Notamment, le cadre de l’accompagnement proposé aux femmes qu’il accompagne sera toujours présenté ou rappelé par le psychothérapeute avec une qualité de présence, à lui-même et à sa patiente, avec bienveillance et empathie, en ayant à l’esprit et prenant en compte que la femme qu’il accompagne :

  • maîtrise peut-être mal la langue française, même si elle n’est pas accompagnée d’un interprète;
  • vient peut-être d’arriver récemment en Belgique, et donc d’être plongée dans un monde où tout est totalement nouveau, différent, étonnant pour elle;
  • n’a peut-être pas ou que très peu été à l’école, ou reçu d’autre instruction quelconque que celle de la soumission aux ordres et aux besoins des autres;
  • se trouve probablement dans un état de grande fragilisation psychique, suite au contexte de vie dans lequel elle a évolué, aux événements traumatiques subis et à l’insécurité dans laquelle elle se trouve encore aujourd’hui quant à son futur.

Par exemple, si la séance ne peut avoir lieu ou doit être écourtée en raison du retard de la femme, le cadre du thérapeute ne permettant pas de décaler son horaire, cette information sera transmise à la patiente avec clarté, tout en témoignant à celle-ci une pleine empathie par rapport à la difficulté qu’elle a rencontrée pour arriver à l’heure en séance. Le thérapeute pourra lui dire qu’il est désolé de cette situation, lui proposer de reprendre un rendez-vous vite et lui dire qu’il sera content de pouvoir prendre vraiment le temps avec elle lors de ce prochain rendez-vous.

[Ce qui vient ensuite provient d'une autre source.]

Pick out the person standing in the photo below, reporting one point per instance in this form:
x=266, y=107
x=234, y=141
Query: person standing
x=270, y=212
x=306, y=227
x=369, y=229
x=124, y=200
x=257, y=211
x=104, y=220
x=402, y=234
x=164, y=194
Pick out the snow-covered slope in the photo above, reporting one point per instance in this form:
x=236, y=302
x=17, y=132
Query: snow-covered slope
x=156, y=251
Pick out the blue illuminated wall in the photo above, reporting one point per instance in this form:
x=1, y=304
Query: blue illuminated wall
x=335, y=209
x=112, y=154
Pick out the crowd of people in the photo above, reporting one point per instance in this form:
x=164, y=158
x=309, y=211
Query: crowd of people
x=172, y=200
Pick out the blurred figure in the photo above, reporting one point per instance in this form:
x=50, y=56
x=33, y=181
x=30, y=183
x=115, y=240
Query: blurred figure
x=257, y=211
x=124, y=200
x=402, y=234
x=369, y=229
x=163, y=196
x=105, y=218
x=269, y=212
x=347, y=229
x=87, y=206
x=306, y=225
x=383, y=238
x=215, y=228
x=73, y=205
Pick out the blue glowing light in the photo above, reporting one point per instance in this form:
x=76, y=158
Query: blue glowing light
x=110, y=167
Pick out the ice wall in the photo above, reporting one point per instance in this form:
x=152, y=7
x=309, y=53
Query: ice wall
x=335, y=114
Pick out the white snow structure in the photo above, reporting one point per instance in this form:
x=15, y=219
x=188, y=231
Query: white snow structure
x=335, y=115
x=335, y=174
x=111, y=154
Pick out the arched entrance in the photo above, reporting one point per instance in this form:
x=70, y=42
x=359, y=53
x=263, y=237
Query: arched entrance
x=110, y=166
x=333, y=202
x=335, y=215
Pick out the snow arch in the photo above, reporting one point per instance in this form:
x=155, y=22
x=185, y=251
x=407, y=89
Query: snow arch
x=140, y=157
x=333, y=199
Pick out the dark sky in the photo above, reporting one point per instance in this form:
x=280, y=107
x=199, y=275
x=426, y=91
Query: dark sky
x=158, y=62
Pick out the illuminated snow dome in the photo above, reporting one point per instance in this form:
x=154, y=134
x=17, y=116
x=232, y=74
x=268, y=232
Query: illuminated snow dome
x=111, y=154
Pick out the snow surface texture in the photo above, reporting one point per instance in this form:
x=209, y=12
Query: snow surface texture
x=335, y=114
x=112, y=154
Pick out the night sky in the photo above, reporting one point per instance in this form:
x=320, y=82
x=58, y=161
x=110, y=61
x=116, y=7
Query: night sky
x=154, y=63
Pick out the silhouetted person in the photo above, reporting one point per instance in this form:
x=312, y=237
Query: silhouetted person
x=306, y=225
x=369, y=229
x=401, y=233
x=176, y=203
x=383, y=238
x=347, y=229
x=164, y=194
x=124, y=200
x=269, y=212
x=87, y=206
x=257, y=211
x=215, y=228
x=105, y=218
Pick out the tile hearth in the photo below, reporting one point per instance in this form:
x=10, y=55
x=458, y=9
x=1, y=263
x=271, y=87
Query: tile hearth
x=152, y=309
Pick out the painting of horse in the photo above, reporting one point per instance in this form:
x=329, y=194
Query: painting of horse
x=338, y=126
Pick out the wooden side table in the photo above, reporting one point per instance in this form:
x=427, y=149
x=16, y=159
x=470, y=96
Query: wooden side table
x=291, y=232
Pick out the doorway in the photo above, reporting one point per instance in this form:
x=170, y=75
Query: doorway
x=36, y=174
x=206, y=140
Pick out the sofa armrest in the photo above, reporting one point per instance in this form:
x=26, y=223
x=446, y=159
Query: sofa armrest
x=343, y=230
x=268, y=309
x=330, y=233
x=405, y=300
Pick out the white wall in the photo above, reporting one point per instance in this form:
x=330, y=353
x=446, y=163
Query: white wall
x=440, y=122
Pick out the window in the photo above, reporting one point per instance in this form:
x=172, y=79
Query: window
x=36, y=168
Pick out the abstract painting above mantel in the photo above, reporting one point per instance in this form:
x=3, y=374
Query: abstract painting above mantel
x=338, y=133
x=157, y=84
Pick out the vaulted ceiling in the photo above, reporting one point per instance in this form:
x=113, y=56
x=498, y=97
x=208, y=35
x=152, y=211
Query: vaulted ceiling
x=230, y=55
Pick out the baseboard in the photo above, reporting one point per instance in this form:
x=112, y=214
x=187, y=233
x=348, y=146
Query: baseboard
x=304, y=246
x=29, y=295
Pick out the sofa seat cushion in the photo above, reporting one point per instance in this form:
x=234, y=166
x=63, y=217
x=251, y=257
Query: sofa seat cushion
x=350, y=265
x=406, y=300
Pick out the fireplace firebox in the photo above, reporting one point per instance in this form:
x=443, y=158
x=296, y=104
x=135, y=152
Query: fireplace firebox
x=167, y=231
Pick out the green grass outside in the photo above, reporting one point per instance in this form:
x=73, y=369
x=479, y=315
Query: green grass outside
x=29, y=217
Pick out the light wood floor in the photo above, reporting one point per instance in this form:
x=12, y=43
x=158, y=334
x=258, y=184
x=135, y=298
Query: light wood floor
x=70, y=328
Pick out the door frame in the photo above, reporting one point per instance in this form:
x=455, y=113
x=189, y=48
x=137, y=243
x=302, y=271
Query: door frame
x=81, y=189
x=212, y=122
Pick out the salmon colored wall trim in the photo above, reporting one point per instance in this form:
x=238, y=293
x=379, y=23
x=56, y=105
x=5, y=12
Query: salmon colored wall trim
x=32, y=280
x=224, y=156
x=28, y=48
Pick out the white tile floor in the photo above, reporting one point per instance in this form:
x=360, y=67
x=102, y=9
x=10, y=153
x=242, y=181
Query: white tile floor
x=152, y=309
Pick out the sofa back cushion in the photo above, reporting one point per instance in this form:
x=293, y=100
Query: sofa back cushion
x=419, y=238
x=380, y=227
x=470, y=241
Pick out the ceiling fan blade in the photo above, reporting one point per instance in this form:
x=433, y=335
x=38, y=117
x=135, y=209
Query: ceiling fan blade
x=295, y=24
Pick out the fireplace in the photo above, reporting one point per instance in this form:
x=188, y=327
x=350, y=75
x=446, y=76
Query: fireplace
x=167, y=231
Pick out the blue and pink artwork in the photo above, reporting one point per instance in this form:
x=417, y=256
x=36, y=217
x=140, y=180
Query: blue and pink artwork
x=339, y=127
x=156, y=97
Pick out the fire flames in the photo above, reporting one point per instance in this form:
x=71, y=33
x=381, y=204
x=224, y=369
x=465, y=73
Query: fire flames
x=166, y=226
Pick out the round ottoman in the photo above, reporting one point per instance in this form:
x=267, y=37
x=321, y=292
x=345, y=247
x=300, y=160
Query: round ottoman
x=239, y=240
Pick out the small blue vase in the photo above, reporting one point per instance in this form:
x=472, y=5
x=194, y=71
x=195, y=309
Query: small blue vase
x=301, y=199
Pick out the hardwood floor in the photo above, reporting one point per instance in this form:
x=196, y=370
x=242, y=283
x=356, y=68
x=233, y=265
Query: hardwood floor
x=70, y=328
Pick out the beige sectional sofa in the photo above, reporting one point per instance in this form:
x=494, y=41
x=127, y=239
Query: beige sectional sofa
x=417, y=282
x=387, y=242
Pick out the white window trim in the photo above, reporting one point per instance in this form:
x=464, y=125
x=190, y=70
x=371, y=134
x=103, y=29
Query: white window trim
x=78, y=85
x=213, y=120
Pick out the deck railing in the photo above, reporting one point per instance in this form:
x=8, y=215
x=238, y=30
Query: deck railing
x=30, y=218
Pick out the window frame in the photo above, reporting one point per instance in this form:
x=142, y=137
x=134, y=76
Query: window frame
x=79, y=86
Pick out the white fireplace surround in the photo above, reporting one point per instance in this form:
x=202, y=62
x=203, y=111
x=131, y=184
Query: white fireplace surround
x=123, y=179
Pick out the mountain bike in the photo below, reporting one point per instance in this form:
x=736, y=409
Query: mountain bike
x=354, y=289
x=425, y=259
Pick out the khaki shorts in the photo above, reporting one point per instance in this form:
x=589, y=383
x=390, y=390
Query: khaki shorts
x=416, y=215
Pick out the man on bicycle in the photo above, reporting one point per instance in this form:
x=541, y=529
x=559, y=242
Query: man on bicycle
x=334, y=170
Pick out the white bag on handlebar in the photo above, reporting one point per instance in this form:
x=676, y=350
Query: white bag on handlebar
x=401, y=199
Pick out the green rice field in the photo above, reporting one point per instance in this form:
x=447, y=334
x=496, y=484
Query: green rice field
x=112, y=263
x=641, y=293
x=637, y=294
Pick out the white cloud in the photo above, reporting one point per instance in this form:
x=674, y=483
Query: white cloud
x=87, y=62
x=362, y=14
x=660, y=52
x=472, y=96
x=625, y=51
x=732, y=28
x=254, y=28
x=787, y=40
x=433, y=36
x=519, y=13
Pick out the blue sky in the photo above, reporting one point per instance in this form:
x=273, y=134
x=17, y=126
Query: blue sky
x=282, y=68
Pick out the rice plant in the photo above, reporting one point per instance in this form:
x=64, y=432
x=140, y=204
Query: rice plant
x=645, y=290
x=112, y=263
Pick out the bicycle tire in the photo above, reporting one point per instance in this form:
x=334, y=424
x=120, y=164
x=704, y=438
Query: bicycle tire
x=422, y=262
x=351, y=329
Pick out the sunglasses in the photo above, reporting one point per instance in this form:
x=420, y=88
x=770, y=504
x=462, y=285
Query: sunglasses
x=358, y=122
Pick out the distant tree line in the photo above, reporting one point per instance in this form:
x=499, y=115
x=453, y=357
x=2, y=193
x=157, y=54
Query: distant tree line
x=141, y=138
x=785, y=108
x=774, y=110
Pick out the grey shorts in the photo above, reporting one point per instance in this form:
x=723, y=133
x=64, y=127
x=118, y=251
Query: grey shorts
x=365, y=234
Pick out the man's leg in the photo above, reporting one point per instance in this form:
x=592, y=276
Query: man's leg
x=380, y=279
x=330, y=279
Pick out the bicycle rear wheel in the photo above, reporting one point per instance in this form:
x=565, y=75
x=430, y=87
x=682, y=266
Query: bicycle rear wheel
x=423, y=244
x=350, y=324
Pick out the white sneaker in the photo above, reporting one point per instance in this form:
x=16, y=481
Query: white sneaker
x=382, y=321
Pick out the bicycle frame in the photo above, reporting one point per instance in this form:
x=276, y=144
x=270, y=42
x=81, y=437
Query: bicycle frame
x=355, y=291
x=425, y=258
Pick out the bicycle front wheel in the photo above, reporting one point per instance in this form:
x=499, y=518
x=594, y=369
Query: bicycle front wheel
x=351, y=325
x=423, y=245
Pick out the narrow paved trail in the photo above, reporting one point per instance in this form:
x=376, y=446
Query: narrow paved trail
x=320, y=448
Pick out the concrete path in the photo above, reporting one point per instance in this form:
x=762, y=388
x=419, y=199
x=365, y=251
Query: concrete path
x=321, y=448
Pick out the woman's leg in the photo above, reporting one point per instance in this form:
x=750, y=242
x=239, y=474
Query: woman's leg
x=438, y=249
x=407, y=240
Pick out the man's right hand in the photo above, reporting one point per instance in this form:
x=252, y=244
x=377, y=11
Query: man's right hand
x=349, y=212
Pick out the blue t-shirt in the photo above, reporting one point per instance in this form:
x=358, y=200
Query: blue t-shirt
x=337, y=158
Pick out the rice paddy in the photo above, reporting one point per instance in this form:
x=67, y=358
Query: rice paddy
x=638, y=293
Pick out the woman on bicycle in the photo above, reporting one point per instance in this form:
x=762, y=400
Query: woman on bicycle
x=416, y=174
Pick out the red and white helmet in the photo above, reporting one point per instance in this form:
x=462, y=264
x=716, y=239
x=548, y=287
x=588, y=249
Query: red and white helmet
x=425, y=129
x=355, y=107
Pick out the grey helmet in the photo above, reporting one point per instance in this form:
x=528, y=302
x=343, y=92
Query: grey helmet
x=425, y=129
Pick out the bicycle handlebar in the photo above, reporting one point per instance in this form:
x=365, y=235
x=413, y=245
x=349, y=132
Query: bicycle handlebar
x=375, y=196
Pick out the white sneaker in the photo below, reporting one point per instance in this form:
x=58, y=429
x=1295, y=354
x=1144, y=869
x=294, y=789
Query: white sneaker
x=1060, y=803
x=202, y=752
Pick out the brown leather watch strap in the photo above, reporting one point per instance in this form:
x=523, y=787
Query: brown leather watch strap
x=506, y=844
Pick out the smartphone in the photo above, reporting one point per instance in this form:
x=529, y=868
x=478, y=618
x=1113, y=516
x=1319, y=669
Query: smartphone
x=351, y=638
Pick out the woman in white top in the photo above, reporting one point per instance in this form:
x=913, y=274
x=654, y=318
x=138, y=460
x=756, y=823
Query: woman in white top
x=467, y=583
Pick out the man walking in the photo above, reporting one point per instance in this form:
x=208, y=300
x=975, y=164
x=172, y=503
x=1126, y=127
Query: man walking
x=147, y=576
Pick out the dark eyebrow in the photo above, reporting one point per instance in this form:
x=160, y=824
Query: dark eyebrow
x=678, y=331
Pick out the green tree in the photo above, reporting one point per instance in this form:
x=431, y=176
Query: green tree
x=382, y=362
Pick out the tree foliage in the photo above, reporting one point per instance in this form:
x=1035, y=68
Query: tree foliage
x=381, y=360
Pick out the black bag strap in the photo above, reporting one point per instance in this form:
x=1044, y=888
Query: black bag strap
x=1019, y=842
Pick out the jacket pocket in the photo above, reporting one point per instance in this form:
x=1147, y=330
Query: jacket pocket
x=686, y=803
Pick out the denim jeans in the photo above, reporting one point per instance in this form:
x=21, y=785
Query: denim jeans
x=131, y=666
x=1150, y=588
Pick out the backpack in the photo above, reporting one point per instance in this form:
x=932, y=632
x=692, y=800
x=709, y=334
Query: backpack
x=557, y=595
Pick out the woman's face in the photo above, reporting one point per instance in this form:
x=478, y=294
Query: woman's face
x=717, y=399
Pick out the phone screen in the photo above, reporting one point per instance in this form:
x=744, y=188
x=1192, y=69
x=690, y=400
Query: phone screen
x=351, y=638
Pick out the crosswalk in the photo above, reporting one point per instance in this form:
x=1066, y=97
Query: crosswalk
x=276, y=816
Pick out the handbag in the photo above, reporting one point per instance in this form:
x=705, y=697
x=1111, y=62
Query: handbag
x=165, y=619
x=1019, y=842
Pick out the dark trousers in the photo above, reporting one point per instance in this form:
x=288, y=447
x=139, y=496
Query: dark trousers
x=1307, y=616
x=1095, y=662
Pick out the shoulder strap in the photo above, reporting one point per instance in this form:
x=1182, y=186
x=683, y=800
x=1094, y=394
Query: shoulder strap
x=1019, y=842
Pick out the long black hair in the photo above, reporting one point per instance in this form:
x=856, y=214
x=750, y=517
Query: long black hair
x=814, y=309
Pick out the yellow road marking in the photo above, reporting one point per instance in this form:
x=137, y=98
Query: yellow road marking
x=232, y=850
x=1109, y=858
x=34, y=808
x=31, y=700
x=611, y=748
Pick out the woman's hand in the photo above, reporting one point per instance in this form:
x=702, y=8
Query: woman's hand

« Avant de vous rencontrer, j’allais vraiment mal, je pensais à faire des bêtises.  Et je me rappelle, dès le premier coup de fil, quand je vous ai  appelée pour demander si vous pouviez me voir très vite, même si ce n’était pas possible avant la semaine suivante, j’ai senti la bonne personne, l’accueil surtout, quand vous avez dit, avec une voix pleine de gentillesse, » je me réjouis de te rencontrer ».  Et je me rappelle du premier rendez-vous, l’accueil quand vous m’avez dit, avec votre sourire, « bienvenue, je suis contente de te rencontrer ».  Et depuis lors, je sais que vous êtes toujours là pour moi, et ça me soulage beaucoup». (Hawa, Burkina Faso, 28 ans)

L’accueil de la femme se prolonge – au fil du travail psychothérapeutique entrepris – par l’accueil de sa demande, de sa parole, de son vécu, de son ressenti, de ses émotions, de son transfert, de ses défenses, de son rythme, de ses silences, de ses besoins.

Un accueil réel, respectueux, bienveillant, empathique, sans jugement.

La qualité de présence du thérapeute, sa bienveillance et son empathie, la sécurité et la clarté de son cadre, la qualité de son accueil, de son écoute et du lien qu’il instaure (et permet de restaurer), tenant compte des particularités de ces femmes au vécu spécifique qu’il rencontre, sont considérés ici comme essentiels pour le travail mené par le thérapeute dans l’accompagnement de ces femmes vers une (re)mobilisation de leurs ressources et  le dépassement du traumatisme.